Auf meiner Wunschliste ist jetzt noch ein kleiner check ob die gefundene datei ein link ist. Wenn das nen link ist, dann sollte der neu anzulegende link nicht auf den gefundenen, sondern auf sein ziel zeigen. Wenn der link ungültig ist, soll weitergesucht werden.

@equinox0r

kannst du auch mal deine version abgleichen und posten? Denn ich denke da is was unterschiedlich... (hab ich anhand deiner ausgaben gesehen)

----------

## equinox0r

soooo.. schaust du mal hier  :Smile: 

mein vollständiges komplettes aktuelles dist_overlay mit check_mount  :Smile: 

EDIT: code ist richtig und funzt, bla  :Smile: 

EDIT #2: volltrunkenerweise noch nen bug entdeckt und gefixed *hrhr* (3:13 uhr mez)

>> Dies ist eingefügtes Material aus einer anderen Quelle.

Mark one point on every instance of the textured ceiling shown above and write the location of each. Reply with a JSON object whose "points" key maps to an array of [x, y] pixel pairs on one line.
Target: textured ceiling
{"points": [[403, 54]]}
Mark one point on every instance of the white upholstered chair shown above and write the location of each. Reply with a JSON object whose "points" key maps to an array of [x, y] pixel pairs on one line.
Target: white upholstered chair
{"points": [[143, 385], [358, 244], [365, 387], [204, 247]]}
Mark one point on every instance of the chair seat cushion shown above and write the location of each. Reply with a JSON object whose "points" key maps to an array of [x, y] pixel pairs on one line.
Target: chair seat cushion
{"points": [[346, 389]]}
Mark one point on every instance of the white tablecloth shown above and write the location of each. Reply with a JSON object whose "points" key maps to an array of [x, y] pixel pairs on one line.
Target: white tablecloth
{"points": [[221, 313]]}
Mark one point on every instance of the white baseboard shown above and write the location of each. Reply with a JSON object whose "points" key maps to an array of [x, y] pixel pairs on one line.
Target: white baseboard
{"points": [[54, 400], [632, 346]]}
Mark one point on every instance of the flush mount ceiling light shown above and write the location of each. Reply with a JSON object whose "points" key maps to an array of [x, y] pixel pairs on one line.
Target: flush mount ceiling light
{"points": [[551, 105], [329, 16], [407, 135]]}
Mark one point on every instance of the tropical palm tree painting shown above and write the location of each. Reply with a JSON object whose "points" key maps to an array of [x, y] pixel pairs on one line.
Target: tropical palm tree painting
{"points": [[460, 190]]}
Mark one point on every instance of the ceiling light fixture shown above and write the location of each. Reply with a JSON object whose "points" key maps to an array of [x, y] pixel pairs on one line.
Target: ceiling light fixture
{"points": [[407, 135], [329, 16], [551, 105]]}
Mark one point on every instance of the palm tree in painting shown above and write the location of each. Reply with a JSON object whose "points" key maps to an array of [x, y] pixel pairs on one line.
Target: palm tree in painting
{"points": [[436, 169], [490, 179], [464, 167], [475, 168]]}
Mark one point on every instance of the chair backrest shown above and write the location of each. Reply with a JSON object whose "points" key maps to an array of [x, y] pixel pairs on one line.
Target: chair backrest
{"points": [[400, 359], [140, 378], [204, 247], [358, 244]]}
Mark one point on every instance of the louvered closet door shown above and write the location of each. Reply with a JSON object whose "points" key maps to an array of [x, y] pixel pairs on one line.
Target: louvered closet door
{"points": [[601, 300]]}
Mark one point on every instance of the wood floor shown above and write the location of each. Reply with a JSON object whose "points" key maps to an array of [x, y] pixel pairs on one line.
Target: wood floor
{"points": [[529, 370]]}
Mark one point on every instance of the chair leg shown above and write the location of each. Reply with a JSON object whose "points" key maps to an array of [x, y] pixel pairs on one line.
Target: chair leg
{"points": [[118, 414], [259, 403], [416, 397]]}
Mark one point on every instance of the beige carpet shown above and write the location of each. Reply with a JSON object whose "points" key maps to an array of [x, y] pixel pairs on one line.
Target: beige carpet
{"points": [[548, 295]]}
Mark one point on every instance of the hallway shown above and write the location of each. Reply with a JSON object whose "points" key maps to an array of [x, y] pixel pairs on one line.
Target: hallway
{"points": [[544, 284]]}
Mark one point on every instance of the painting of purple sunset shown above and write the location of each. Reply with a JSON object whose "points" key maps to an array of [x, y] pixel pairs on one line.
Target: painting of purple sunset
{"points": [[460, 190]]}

buggy: fstab_out=`cat /etc/fstab | awk '{print $2}' | grep -v "^#" | grep -v "^/$"`

fix: fstab_out=`cat /etc/fstab | grep -v "^#" | awk '{print $2}' | grep -v "^/$"`

EDIT #3 (Mo Sep 20 22:04:55 CEST 2004) neue version online (0.3)

----------

## sarahb523

he das sieht ja richtig toll aus. Kannst du DIST_COPY="0" mal durch  DIST_COPY=false (und die entsprechende if zeile)  ändern? Ich hatte das in meiner vorigen Version schon getan. 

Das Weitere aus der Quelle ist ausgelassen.